Introduction: This project aims to explore three large text datasets, understand their characteristics, and lay the groundwork for building a predictive model and a user-friendly application.

Data Loading: The necessary text data was downloaded from the specified source and loaded into R for analysis.

Data Summaries: Basic statistics, such as word and line counts, were calculated for each text file to understand the dataset’s scale and to uncover patterns in the data, including word length distribution.

This code processes the three text files (blogs, news, tweets), calculating the total word and line count for each. It reads each file, splits it into words to count words, and counts non-empty lines. The results are organized into a table showing the file name, word count, and line count for each file.

# Load libraries
library(tidyverse)
## ── Attaching core tidyverse packages ──────────────────────── tidyverse 2.0.0 ──
## ✔ dplyr     1.1.2     ✔ readr     2.1.4
## ✔ forcats   1.0.0     ✔ stringr   1.5.0
## ✔ ggplot2   3.5.1     ✔ tibble    3.2.1
## ✔ lubridate 1.9.2     ✔ tidyr     1.3.0
## ✔ purrr     1.0.2     
## ── Conflicts ────────────────────────────────────────── tidyverse_conflicts() ──
## ✖ dplyr::filter() masks stats::filter()
## ✖ dplyr::lag()    masks stats::lag()
## ℹ Use the conflicted package (<http://conflicted.r-lib.org/>) to force all conflicts to become errors
# Define file names
file_names <- c("en_US.blogs.txt", "en_US.news.txt", "en_US.twitter.txt")
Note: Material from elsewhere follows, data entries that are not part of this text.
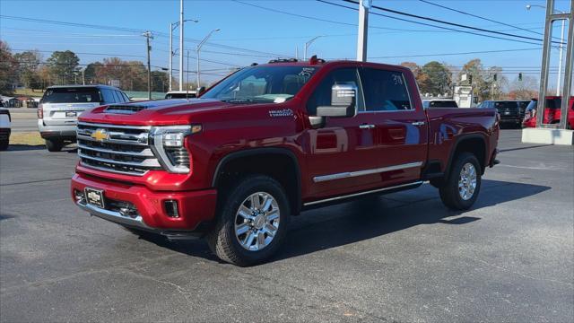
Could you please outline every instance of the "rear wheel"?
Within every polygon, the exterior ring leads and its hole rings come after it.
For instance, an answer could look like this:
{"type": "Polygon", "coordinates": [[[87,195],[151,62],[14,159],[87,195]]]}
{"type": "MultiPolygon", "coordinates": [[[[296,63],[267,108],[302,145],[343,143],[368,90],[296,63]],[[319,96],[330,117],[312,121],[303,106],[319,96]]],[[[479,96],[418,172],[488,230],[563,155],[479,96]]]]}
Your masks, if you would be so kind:
{"type": "Polygon", "coordinates": [[[255,175],[222,194],[218,223],[207,235],[212,251],[242,266],[268,259],[279,249],[289,222],[283,188],[270,177],[255,175]]]}
{"type": "Polygon", "coordinates": [[[64,142],[59,139],[46,139],[46,149],[48,152],[60,152],[64,147],[64,142]]]}
{"type": "Polygon", "coordinates": [[[481,166],[470,153],[457,156],[452,165],[448,179],[439,188],[440,199],[453,210],[470,208],[481,189],[481,166]]]}

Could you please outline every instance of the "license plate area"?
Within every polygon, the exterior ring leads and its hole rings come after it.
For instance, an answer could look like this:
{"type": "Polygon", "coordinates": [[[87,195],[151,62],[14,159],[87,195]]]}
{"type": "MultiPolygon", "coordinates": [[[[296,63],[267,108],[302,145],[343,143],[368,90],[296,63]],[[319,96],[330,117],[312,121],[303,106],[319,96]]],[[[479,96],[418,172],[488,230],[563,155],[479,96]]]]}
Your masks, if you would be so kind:
{"type": "Polygon", "coordinates": [[[102,209],[106,208],[103,190],[85,188],[84,192],[86,194],[86,202],[88,202],[89,205],[102,209]]]}

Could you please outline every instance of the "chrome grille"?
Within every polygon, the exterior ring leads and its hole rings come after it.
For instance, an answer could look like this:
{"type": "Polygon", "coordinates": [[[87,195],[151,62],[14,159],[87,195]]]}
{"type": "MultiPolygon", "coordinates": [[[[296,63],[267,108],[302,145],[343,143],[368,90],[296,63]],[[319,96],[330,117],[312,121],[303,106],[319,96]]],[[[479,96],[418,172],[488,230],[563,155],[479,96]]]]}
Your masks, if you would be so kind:
{"type": "Polygon", "coordinates": [[[161,164],[148,144],[149,127],[80,122],[78,155],[83,166],[142,176],[161,164]]]}

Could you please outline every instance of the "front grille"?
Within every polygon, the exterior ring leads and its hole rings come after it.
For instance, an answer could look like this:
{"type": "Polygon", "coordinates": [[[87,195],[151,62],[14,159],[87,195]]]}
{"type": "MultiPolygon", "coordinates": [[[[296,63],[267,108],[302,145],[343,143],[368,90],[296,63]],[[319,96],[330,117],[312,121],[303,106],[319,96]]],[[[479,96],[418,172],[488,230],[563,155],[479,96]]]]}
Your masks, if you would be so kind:
{"type": "Polygon", "coordinates": [[[142,176],[161,165],[148,144],[149,127],[78,123],[78,155],[83,166],[142,176]]]}

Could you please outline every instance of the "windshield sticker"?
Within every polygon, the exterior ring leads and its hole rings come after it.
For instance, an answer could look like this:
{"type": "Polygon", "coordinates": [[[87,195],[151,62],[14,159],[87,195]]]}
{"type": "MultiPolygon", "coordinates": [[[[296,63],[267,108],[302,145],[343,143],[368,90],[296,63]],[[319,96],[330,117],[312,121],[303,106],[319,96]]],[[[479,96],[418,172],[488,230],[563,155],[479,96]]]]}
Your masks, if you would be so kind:
{"type": "Polygon", "coordinates": [[[269,117],[281,118],[281,117],[292,117],[293,110],[291,109],[283,109],[280,110],[269,110],[269,117]]]}

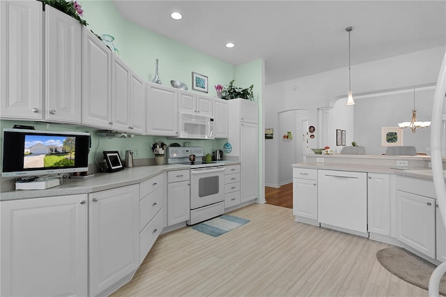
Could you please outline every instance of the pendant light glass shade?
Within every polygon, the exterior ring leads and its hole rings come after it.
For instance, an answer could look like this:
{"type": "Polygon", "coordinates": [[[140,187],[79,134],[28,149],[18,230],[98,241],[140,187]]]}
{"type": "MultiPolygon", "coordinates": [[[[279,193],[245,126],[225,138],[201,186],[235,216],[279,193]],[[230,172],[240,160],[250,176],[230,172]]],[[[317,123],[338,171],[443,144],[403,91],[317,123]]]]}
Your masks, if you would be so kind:
{"type": "Polygon", "coordinates": [[[346,28],[346,31],[348,32],[348,92],[347,92],[348,99],[347,105],[354,105],[355,100],[353,100],[353,92],[351,91],[351,63],[350,63],[350,32],[353,30],[353,26],[348,26],[346,28]]]}
{"type": "Polygon", "coordinates": [[[410,128],[415,133],[417,128],[426,128],[431,125],[430,121],[422,122],[417,121],[417,109],[415,109],[415,89],[413,89],[413,109],[412,109],[412,120],[410,122],[403,122],[398,124],[399,128],[410,128]]]}

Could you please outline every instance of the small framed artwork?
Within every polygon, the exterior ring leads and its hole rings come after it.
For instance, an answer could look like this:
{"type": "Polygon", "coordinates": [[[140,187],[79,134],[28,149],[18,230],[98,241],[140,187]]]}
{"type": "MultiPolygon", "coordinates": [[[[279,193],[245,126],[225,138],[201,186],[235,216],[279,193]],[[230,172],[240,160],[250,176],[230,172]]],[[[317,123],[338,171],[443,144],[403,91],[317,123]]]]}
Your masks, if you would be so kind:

# Function to calculate word and line count
calculate_summary <- function(file_path) {
  # Read the file content
  text <- readLines(file_path)
  
  # Calculate word count
  word_count <- sum(str_split(text, "\\s+") %>% lengths())
  
  # Calculate line count
  line_count <- length(text[nzchar(text)])
  
  # Return a named vector with summary statistics
  c(
    file = file_path,
    word_count = word_count,
    line_count = line_count
  )
}

# Apply the function to each file and store results
summaries <- lapply(file_names, calculate_summary)

# Create a summary table
summary_df <- do.call(rbind, summaries)
print(summary_df)
##      file                word_count line_count
## [1,] "en_US.blogs.txt"   "37334131" "899288"  
## [2,] "en_US.news.txt"    "2643969"  "77259"   
## [3,] "en_US.twitter.txt" "30373545" "2360148"

This code analyzes word length in the text files. It breaks each file (blogs, news, tweets) into words and counts the characters in each word. It then creates a chart visualizing the average word length for each dataset (blogs vs. news vs. tweets).

blogs <- "en_US.blogs.txt"
news <- "en_US.news.txt"
twitter <- "en_US.twitter.txt"

# Function to calculate average word length
calculate_avg_word_length <- function(text) {
  words <- text %>%
    str_split("\\s+") %>%
    unlist()
  mean(nchar(words))
}

# Calculate average word length for each file
avg_word_length_blogs <- calculate_avg_word_length(blogs)
avg_word_length_news <- calculate_avg_word_length(news)
avg_word_length_twitter <- calculate_avg_word_length(twitter)

# Combine results into a data frame
avg_lengths <- data.frame(
  Dataset = c("Blogs", "News", "Twitter"),
  Avg_Word_Length = c(avg_word_length_blogs, avg_word_length_news, avg_word_length_twitter)
)

# Create a bar plot
ggplot(avg_lengths, aes(x = Dataset, y = Avg_Word_Length)) +
  geom_bar(stat = "identity", fill = "steelblue") +
  labs(title = "Average Word Length by Dataset", x = "Dataset", y = "Average Word Length")

Future Plans: A predictive model will be developed to extract useful information from the text data, and a Shiny app will be created to provide an interactive interface for users to explore the results.